Dr. Daniel Gilbert, and a journey to psychology

Before returning to your regularly scheduled  post, replete with audio clips from the very engaging and quotable Dr. Daniel Gilbert, I have a quick aside about this Journey2Psychology project. One thing that Dr. Gilbert was curious about (and that I’d like to share with you) are the motivations of this project. Like  a lot of things there are a lot of reasons, and as a good psychologist I recognize that I am not really aware  of all of them. There are a few things that seem prominent, nonetheless. A desire to better understand where great advancements in Psychology have come from. An interest in the people who developed the field and their motivations. A chance to use the stories of great Psychologists to make the field more accessible and welcoming to students newly entering the area.

I owe many thanks to my colleague Dr. Janet  Ahn for sharing her research relating to this final point, and on the nature of success!!

Let me ask a quick question: why was Albert Einstein so incredible in his accomplishments? Why was Marie Curie? Or why was my featured psychologist of the day, Dan Gilbert?  In science, these folks are all household names. They are recognized as geniuses in their own time. They are respected and made contributions to science that are undeniably important.

If you spend some time thinking about their successes, and I do, there are probably a lot of things that were important to them. Having the right mentors (DG had Ned Jones,  an amazing social psychologists who produced incredible scientists!) and colleagues (DG has many, but has worked very closely with Dr. Tim Wilson for more than 20 years!), working in the right environment at the right time,  putting in thousands of devoted hours of thought, experimentation, and dissemination of their findings, and, of course, their genetic gifts to be pretty smart cookies. And certainly they needed those smarts to see a path into some mysterious scientific questions, to understand the data they found, and to effectively communicate all of those critical narratives from that data to other people.

Now  here’s the thing, when children are taught to think of great scientists largely as great geniuses, and moreover, to think that great science only comes from truly exceptional and powerful minds, it may be daunting for those kids (see Lin-Seigler et al., 2016 in the Journal of Educational Psychology and their article Even Einstein Struggled for much more on this issue).

Consequently, part of my aims in providing the context and backgrounds of influential Psychologists is to clarify the real efforts they put into their success. Certainly they are awesome folks who have done amazing work, but they didn’t start out that way. They  had to overcome real and daunting challenges on the journey’s they took into academia. They overcame intellectual challenges finding their place in the field, and in determining the paradigms that would be  interesting and accessible to them. And they overcame social/cultural issues from including poverty, various forms of bigotry, and in balancing overwhelming responsibilities between work/school/family.

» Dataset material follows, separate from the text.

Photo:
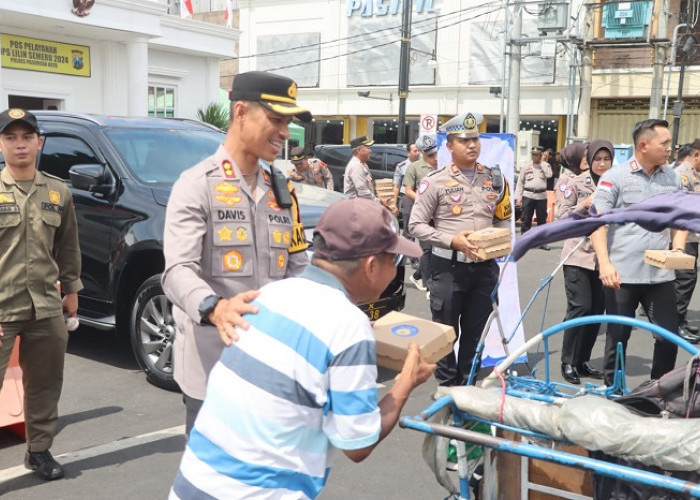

With that in mind, I’ll ask you to think about Dr. Gilbert and his stumbling and somewhat ragged (magical?) path to becoming a social psychologist. As he describes, he really liked and almost became something totally different in  Psychology.  In a very real way, being a social psychologist had  to do with  the fact that he was a father at a young age and had to find a way to balance his parenting with work responsibilities prior to ever going back to school for a bachelor’s degree, much less entering grad school.

Here is Dr. Gilbert discussing how he ended up at Princeton University and in a graduate program to become a social psychologist:

Sure, Princeton is fantastic, but if he met different people when visiting their campus, if there hadn’t been a nice park  near the student apartments, who knows?

Speaking of challenges, here’s an audio clip that I know many of you will relate to:  balancing work,  family, school, and life  responsibilities. Dr. Gilbert candidly describes how he made it through his education while being a parent, his spouse going to school and working, and his hours working to support himself. It wasn’t easy, how did he manage to get through it?

As I hope is clear,  Dr. Gilbert is full of laughter and humor in his descriptions, undoubtedly another helpful trait to make it through sleepless nights and long days.

There are MANY more stories I look forward to sharing  with you, but I want to move to one other wonderful thing that you’ll find if you read Dr. Gilbert’s articles. He and his colleagues write science, provide rigor, and are also are incredibly accessible for a reader.  You can be someone genuinely interested in Psychology with almost no background, and be engaged by the articles written by Dr. Gilbert and his collaborators.  We spent some time discussing writing and how his writing developed.  Here’s one part of his description, in which he addresses his approach to writing:

In many ways, Dr. Gilbert is a scientist on a journey. He spent part of his youth on a physical journey across the country, away from family and the confines of institutional education, and to constructing a path for himself. Eventually that journey brought him to social psychology, and through new ideas that challenged what we think we know about ourselves and our world. From correspondence bias (fundamental attribution error) to affective forecasting to an almost one-scientist campaign to bring social science to the real, general public, his journey has continued in a merry winding way. There’s much more to tell in his journey, and I look forward to sharing this with you in the culminating book from my own Journey2Psychology!

(*Pictured are some of the items that adorn the window-ledge of Dr. Gilbert’s office. Apparently, he’s picked up quite a few mugs in his journey through Psychology!)